The user interface of the new product that I am currently working on will be almost completely non-modal. This is of course only a minor feature, a goodie, rather than its unique value proposition. ;)
In fact, this has evolved by accident rather than by design. In the process of designing the software (an activity that is not separate from development in my case) quite a few instances already occurred, and continue to occur, where by conventional wisdom I would just pop up a message box, a confirmation dialog, or design a small dialog window for details of the current user task.
Message boxes and dialogs break the user flow and take away the system focus (annoying when you scroll through a list or type text), and so I (and many users) despise them.
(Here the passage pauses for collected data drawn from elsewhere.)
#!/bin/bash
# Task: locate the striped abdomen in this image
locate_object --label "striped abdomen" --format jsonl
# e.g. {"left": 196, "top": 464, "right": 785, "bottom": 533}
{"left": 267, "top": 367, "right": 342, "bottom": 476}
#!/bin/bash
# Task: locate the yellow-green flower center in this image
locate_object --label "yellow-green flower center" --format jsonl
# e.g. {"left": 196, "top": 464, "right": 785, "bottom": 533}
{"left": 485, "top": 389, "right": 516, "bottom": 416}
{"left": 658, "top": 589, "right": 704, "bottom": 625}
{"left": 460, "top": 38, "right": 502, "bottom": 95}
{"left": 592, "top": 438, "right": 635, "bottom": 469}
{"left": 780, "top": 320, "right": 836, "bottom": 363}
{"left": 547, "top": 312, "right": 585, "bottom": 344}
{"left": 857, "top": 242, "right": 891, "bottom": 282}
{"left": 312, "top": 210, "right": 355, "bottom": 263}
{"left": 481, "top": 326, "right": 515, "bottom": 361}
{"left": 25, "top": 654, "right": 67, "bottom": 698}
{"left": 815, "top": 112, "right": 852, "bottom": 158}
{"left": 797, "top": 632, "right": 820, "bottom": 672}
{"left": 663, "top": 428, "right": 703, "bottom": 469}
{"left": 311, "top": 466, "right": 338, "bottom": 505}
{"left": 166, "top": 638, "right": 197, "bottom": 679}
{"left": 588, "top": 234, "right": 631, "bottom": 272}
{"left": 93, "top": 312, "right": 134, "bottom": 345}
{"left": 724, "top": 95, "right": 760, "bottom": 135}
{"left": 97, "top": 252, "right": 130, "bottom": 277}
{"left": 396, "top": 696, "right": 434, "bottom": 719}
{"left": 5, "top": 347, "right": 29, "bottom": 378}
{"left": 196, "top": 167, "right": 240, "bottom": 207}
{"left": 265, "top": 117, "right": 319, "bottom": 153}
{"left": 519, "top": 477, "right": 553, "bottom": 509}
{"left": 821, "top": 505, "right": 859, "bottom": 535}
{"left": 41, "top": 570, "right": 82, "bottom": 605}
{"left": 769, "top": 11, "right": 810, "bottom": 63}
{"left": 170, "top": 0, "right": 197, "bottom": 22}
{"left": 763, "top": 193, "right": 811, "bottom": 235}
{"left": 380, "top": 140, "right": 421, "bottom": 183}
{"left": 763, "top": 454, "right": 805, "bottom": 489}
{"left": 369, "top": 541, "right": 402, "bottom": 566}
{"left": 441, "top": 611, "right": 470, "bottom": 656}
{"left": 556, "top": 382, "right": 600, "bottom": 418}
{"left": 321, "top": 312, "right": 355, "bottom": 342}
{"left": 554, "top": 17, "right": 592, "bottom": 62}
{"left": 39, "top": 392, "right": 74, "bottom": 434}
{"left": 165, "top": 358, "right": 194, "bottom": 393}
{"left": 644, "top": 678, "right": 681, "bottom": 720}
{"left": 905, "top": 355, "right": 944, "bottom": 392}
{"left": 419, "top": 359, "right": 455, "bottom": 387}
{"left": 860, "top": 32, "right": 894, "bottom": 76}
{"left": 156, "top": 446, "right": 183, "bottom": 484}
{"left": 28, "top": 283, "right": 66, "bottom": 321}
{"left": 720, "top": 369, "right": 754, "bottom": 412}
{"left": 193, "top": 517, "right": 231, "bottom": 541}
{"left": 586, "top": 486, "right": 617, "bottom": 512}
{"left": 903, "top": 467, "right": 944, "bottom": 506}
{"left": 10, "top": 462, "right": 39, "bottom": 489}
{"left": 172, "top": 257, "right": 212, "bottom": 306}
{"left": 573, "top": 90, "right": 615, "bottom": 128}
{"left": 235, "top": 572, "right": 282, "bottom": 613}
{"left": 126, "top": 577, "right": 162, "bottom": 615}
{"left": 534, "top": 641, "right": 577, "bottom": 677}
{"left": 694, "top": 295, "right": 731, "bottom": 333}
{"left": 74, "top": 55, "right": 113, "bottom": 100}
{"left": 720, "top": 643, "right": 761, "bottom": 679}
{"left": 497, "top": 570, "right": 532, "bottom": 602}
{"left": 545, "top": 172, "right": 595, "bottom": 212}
Are you sure you want to...?
For confirmations where I really want the user to think twice (very rare, I usually tend to trust the user's decision if he already took the trouble to click a button...), drop-down menus very nicely replace yes/no confirmation message boxes:
Information bars
I implemented flashing information bars (as can be found in the current generation of Internet Explorer and Mozilla Firefox web browsers) which pop up at the bottom of the application window for a couple of other events that would typically produce a message box or dialog:
Wizards
More complex dialogs (such as Options) and wizards are completely integrated into the document window management of the application and are thus non-modal, too:
Standard dialogs
I have no plans to waste time replacing standard dialogs such as Open File, Save File, Print, Page Setup or Print Preview at this point. There would be a very real risk that usability might suffer unduly (people already know how to operate these dialogs) and my intention is not to be religious about non-modal user interfaces, but to avoid breaking the user flow or stealing the focus. The product is meant as a productivity booster for a certain type of task, it is targeting power users, so the main purpose of these experiments is for the software to get out of the way.